Brief Bioinform. 2013 May;14(3):279-92. doi: 10.1093/bib/bbs032. Epub 2012 Jul 6.
The need to analyze high-dimension biological data is driving the development of new data mining methods. Biclustering algorithms have been successfully applied to gene expression data to discover local patterns, in which a subset of genes exhibit similar expression levels over a subset of conditions. However, it is not clear which algorithms are best suited for this task. Many algorithms have been published in the past decade, most of which have been compared only to a small number of algorithms. Surveys and comparisons exist in the literature, but because of the large number and variety of biclustering algorithms, they are quickly outdated. In this article we partially address this problem of evaluating the strengths and weaknesses of existing biclustering methods. We used the BiBench package to compare 12 algorithms, many of which were recently published or have not been extensively studied. The algorithms were tested on a suite of synthetic data sets to measure their performance on data with varying conditions, such as different bicluster models, varying noise, varying numbers of biclusters and overlapping biclusters. The algorithms were also tested on eight large gene expression data sets obtained from the Gene Expression Omnibus. Gene Ontology enrichment analysis was performed on the resulting biclusters, and the best enrichment terms are reported. Our analyses show that the biclustering method and its parameters should be selected based on the desired model, whether that model allows overlapping biclusters, and its robustness to noise. In addition, we observe that the biclustering algorithms capable of finding more than one model are more successful at capturing biologically relevant clusters.

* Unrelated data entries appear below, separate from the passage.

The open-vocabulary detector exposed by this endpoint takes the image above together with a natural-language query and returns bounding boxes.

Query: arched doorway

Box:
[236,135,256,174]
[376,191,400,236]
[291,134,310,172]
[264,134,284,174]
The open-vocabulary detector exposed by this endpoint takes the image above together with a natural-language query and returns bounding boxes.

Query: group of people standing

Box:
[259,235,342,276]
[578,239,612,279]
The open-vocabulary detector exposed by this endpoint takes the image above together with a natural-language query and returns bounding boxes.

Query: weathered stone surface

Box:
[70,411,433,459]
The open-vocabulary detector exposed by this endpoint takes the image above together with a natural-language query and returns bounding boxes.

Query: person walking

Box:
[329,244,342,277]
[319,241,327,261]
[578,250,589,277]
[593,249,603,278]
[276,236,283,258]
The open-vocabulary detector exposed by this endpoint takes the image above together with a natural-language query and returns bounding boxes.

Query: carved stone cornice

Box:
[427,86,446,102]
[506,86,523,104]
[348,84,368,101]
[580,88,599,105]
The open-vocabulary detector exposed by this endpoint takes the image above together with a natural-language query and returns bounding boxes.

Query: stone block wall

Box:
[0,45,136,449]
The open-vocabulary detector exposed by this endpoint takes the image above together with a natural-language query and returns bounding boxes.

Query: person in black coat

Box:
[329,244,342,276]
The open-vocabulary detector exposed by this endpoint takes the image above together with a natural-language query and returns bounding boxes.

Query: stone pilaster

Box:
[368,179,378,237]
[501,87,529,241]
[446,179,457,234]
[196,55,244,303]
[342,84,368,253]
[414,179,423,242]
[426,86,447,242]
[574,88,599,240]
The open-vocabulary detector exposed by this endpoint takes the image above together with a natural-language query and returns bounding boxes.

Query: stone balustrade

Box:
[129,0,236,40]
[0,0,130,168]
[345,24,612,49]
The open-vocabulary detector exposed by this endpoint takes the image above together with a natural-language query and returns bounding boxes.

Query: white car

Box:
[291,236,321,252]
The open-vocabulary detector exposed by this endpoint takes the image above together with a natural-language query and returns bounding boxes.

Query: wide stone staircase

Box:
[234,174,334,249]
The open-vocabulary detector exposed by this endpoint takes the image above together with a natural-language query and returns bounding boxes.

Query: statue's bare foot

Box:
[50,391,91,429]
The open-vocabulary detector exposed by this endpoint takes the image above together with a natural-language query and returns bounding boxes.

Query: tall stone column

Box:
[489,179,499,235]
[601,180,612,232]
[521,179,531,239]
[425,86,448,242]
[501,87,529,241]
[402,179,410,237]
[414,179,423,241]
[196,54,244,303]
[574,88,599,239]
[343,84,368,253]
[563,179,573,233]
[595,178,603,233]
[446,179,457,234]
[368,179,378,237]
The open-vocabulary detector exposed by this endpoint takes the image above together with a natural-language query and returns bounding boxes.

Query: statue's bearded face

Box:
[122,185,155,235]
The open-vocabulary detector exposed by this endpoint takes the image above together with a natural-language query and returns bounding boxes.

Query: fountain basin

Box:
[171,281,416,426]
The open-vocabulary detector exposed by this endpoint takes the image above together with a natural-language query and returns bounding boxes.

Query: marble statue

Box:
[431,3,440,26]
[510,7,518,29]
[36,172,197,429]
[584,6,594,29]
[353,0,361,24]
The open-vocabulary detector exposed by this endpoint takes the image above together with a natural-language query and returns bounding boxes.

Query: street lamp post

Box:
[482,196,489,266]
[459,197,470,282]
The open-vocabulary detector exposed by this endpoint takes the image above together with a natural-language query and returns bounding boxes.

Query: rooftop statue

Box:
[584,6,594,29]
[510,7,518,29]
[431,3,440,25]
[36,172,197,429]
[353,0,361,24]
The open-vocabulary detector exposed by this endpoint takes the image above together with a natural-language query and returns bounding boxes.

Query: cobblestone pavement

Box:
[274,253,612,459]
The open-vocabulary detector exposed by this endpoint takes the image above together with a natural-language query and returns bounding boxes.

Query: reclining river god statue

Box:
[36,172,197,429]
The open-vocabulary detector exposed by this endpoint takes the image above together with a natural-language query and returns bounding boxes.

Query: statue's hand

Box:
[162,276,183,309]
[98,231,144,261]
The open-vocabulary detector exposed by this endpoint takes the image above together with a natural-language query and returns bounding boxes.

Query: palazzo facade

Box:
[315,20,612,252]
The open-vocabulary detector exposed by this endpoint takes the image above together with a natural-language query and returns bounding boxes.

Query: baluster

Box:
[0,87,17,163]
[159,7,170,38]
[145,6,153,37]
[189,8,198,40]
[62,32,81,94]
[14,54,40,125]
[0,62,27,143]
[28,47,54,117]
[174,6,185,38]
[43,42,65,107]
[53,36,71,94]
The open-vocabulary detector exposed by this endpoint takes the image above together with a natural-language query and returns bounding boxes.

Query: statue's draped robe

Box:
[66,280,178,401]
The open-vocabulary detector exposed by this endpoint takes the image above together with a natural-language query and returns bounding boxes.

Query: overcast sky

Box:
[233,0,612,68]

分析高维生物数据的需求推动了新的数据挖掘方法的发展。分簇算法已成功应用于基因表达数据,以发现局部模式,其中一组基因在一组条件下表现出相似的表达水平。然而,目前还不清楚哪种算法最适合这项任务。过去十年中已经发布了许多算法,其中大多数算法仅与少数几种算法进行了比较。文献中存在调查和比较,但由于分簇算法的数量众多且种类繁多,它们很快就过时了。在本文中,我们部分解决了评估现有分簇方法的优缺点的问题。我们使用 BiBench 包比较了 12 种算法,其中许多是最近发布的或尚未广泛研究的算法。这些算法在一系列合成数据集上进行了测试,以衡量它们在不同条件下(例如不同的分簇模型、不同的噪声、不同数量的分簇和重叠分簇)的数据上的性能。这些算法还在从基因表达综合数据库获得的八个大型基因表达数据集上进行了测试。对生成的分簇进行了基因本体富集分析,并报告了最佳的富集术语。我们的分析表明,分簇方法及其参数应根据所需的模型、模型是否允许重叠分簇以及其对噪声的鲁棒性来选择。此外,我们观察到能够找到多个模型的分簇算法更成功地捕获了具有生物学意义的簇。